Focus: Explore Renaissance art, humanism, and the global exchange of knowledge that reshaped Europe and connected Afro-Eurasia.
Grade Level: 7
Subject Area: Social Studies (World History • Civics • Inquiry)
Total Unit Duration: 5 sessions (one week), 50–60 minutes per session
I. Introduction
Students investigate the Renaissance as a turning point in ideas and culture. Through artworks, humanist texts, and maps of knowledge exchange (paper, print, numerals, astronomy), they evaluate perspective and audience, explain change and continuity, and connect civic ideals to humanist thought and city-state life.
Essential Questions
- How did humanism change art, learning, and civic life?

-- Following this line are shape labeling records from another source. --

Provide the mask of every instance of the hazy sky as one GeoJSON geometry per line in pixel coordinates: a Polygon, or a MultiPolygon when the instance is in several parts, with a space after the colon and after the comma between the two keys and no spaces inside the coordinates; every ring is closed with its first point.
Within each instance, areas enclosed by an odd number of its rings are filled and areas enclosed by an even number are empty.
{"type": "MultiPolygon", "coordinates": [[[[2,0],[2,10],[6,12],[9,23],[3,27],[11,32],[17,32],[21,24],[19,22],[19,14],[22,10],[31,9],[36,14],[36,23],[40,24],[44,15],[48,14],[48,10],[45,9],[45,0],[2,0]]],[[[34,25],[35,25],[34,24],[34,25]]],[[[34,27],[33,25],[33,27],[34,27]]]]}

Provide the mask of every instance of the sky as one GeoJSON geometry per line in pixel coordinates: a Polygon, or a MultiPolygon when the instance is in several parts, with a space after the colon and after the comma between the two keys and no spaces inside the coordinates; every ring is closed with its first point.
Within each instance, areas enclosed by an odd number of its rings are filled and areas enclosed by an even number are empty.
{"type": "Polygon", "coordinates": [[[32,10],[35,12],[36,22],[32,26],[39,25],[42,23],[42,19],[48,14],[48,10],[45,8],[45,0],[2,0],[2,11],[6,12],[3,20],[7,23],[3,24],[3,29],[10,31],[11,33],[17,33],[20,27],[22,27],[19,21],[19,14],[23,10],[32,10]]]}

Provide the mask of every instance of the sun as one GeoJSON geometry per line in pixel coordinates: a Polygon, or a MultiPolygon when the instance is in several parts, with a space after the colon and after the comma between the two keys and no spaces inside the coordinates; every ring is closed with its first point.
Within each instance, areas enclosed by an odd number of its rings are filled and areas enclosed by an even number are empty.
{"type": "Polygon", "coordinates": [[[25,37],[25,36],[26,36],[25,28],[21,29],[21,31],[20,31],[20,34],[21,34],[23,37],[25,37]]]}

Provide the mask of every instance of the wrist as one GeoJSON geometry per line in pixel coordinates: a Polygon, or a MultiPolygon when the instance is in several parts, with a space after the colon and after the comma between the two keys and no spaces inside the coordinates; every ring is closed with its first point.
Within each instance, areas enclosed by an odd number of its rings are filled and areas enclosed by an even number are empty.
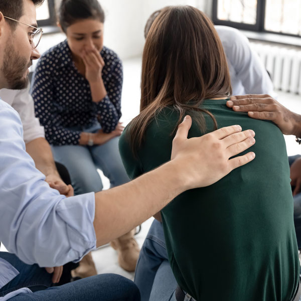
{"type": "Polygon", "coordinates": [[[172,198],[192,188],[190,175],[185,174],[185,165],[180,160],[174,159],[162,166],[163,181],[167,180],[167,186],[175,195],[172,198]]]}
{"type": "Polygon", "coordinates": [[[301,115],[294,113],[293,119],[293,131],[291,134],[294,135],[297,138],[301,138],[301,115]]]}

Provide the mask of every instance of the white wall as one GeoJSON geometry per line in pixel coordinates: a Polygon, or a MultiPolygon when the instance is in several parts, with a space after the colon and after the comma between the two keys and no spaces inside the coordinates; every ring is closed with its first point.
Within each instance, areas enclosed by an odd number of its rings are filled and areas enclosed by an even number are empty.
{"type": "MultiPolygon", "coordinates": [[[[104,45],[117,52],[123,60],[140,56],[144,43],[144,25],[153,12],[168,5],[188,5],[198,7],[210,15],[211,2],[211,0],[100,0],[106,14],[104,45]]],[[[56,2],[57,7],[60,0],[56,0],[56,2]]]]}

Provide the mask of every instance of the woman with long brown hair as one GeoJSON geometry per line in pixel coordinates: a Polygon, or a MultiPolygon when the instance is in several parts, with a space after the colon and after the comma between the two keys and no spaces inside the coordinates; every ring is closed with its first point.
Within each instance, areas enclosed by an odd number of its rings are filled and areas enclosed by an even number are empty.
{"type": "Polygon", "coordinates": [[[170,160],[186,114],[193,117],[190,137],[237,123],[256,133],[251,164],[161,211],[169,261],[185,299],[294,299],[299,263],[283,136],[271,123],[226,106],[226,60],[204,14],[189,6],[162,10],[147,37],[141,90],[140,113],[119,142],[131,178],[170,160]]]}

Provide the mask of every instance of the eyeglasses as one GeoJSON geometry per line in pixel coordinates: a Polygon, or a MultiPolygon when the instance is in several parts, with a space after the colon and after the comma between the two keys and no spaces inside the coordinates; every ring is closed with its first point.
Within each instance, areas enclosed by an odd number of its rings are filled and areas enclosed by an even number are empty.
{"type": "Polygon", "coordinates": [[[29,25],[29,24],[26,24],[26,23],[23,23],[21,21],[18,21],[18,20],[15,20],[12,18],[9,18],[8,17],[4,16],[4,18],[6,19],[10,19],[10,20],[13,20],[13,21],[16,21],[18,23],[21,23],[21,24],[23,24],[24,25],[26,25],[27,26],[29,26],[30,27],[32,27],[35,29],[35,31],[32,33],[29,33],[29,43],[30,43],[33,49],[36,48],[41,41],[41,38],[42,38],[42,35],[43,35],[43,29],[42,28],[39,29],[33,26],[32,25],[29,25]]]}

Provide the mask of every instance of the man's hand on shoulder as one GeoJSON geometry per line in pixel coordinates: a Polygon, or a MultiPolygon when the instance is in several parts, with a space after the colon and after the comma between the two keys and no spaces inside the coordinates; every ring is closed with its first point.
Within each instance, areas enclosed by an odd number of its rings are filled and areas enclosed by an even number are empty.
{"type": "Polygon", "coordinates": [[[252,118],[273,121],[283,134],[301,136],[301,115],[291,112],[269,95],[232,96],[227,105],[236,112],[247,112],[252,118]]]}
{"type": "Polygon", "coordinates": [[[242,132],[239,125],[232,125],[188,139],[191,124],[191,117],[187,116],[179,125],[171,156],[186,181],[187,189],[211,185],[255,158],[250,152],[230,159],[254,144],[253,131],[242,132]]]}
{"type": "Polygon", "coordinates": [[[65,184],[58,175],[48,175],[46,176],[45,181],[49,184],[51,188],[58,190],[61,194],[66,196],[67,198],[74,195],[72,186],[65,184]]]}

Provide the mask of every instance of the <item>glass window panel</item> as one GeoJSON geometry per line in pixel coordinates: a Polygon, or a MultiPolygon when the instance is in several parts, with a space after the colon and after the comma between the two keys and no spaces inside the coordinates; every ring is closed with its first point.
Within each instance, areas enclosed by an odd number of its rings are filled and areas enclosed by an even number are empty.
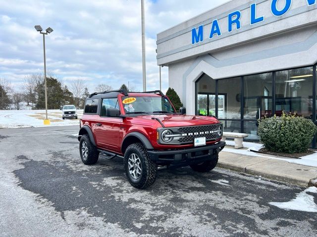
{"type": "Polygon", "coordinates": [[[313,67],[277,72],[275,113],[296,113],[307,118],[313,115],[313,67]]]}
{"type": "Polygon", "coordinates": [[[244,121],[243,125],[244,133],[249,135],[245,138],[245,139],[251,141],[259,141],[260,140],[260,137],[258,135],[257,121],[244,121]]]}
{"type": "Polygon", "coordinates": [[[241,118],[241,84],[240,77],[218,80],[219,118],[241,118]]]}
{"type": "Polygon", "coordinates": [[[203,74],[197,80],[198,115],[215,115],[215,81],[203,74]]]}
{"type": "Polygon", "coordinates": [[[223,131],[229,132],[241,132],[241,123],[240,121],[220,120],[223,124],[223,131]]]}
{"type": "Polygon", "coordinates": [[[106,117],[106,110],[107,109],[119,109],[118,99],[116,98],[109,98],[103,99],[103,104],[101,107],[101,116],[106,117]]]}
{"type": "Polygon", "coordinates": [[[244,118],[257,119],[272,115],[272,73],[244,77],[244,118]]]}
{"type": "Polygon", "coordinates": [[[99,99],[92,99],[87,100],[85,105],[85,114],[96,114],[97,113],[98,108],[99,99]]]}

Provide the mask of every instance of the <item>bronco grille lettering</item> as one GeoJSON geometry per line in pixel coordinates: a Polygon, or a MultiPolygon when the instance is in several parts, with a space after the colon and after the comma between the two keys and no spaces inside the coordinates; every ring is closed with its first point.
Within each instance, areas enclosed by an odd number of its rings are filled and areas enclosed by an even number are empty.
{"type": "Polygon", "coordinates": [[[191,132],[190,133],[182,133],[182,137],[186,137],[187,136],[193,136],[194,135],[204,135],[204,134],[210,134],[211,133],[214,133],[215,132],[217,131],[206,131],[206,132],[194,132],[193,133],[191,132]]]}

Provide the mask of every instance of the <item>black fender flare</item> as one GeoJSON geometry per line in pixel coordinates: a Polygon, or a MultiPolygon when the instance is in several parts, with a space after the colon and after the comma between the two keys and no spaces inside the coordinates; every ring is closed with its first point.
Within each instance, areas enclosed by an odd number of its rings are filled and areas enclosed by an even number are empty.
{"type": "Polygon", "coordinates": [[[93,131],[91,130],[91,128],[90,128],[90,127],[89,127],[88,126],[83,126],[81,128],[80,128],[79,133],[78,133],[78,141],[80,141],[80,138],[81,137],[82,135],[86,133],[86,132],[84,132],[84,131],[86,131],[87,132],[88,136],[89,136],[89,138],[90,138],[91,143],[94,146],[96,147],[96,142],[95,142],[95,138],[94,138],[94,134],[93,134],[93,131]]]}
{"type": "Polygon", "coordinates": [[[127,138],[132,136],[135,137],[139,139],[139,140],[140,140],[142,142],[142,143],[143,144],[143,145],[146,147],[147,149],[148,150],[154,149],[154,148],[152,146],[152,144],[151,144],[151,142],[150,142],[150,141],[149,141],[149,139],[148,139],[148,138],[145,136],[144,136],[144,135],[142,134],[141,132],[132,132],[130,133],[129,133],[128,135],[127,135],[124,137],[124,138],[123,139],[123,140],[122,141],[122,143],[121,144],[121,149],[122,147],[122,145],[124,143],[124,142],[126,140],[127,138]]]}

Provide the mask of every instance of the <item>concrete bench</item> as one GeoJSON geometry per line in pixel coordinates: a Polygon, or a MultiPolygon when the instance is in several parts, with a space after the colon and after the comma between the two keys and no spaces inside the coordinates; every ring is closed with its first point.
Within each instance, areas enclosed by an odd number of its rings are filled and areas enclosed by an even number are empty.
{"type": "Polygon", "coordinates": [[[248,135],[245,133],[223,132],[221,141],[223,142],[225,141],[227,137],[233,137],[234,138],[234,148],[236,149],[239,149],[240,148],[243,148],[243,138],[247,137],[248,136],[248,135]]]}

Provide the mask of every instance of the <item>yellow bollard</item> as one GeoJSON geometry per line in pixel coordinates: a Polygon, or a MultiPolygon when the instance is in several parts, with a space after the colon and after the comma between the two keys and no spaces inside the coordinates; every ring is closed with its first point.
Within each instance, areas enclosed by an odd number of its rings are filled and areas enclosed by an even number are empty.
{"type": "Polygon", "coordinates": [[[51,120],[50,119],[44,119],[44,125],[51,125],[51,120]]]}

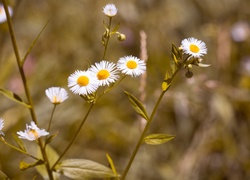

- In what ways did global exchanges and technologies (paper, printing, numerals) accelerate change?
- How do we read artworks and texts as sources—identifying purpose, audience, and bias?
II. Objectives and Standards
Learning Objectives — Students will be able to:
- Identify the Renaissance as a turning point and explain changes and continuities in ideas, art, and learning (Hist.4–5).
- Evaluate source reliability, bias, and point of view in artworks and texts; cite evidence in explanations (Inq.3).
- Analyze how civic ideals (justice, rule of law, liberty) appear in humanist writings and urban governance (Civ.4).
- Construct multi-causal explanations linking trade, technology, patronage, and civic culture to Renaissance developments (Hist.5).
- Communicate claims clearly in discussion and short explanatory writing with specific evidence and citations (Inq.3).
Standards Alignment — 7th Grade (C3-based custom)
- 7.C3.Hist.4–5 — Turning points/legacies; construct explanations with multiple causes and continuity/change.
- 7.C3.Civ.4 — Civic ideals across belief systems and early governments.
- 7.C3.Inq.3 — Evaluate source reliability, bias, POV; recognize intended audience.
Success Criteria — Student Language
- I can explain how humanism reshaped art and learning with specific examples (e.g., perspective, patronage, printing).
- I can evaluate a source’s purpose, audience, and bias and use that to support a claim.
- I can write or present a multi-causal explanation that also notes at least one continuity.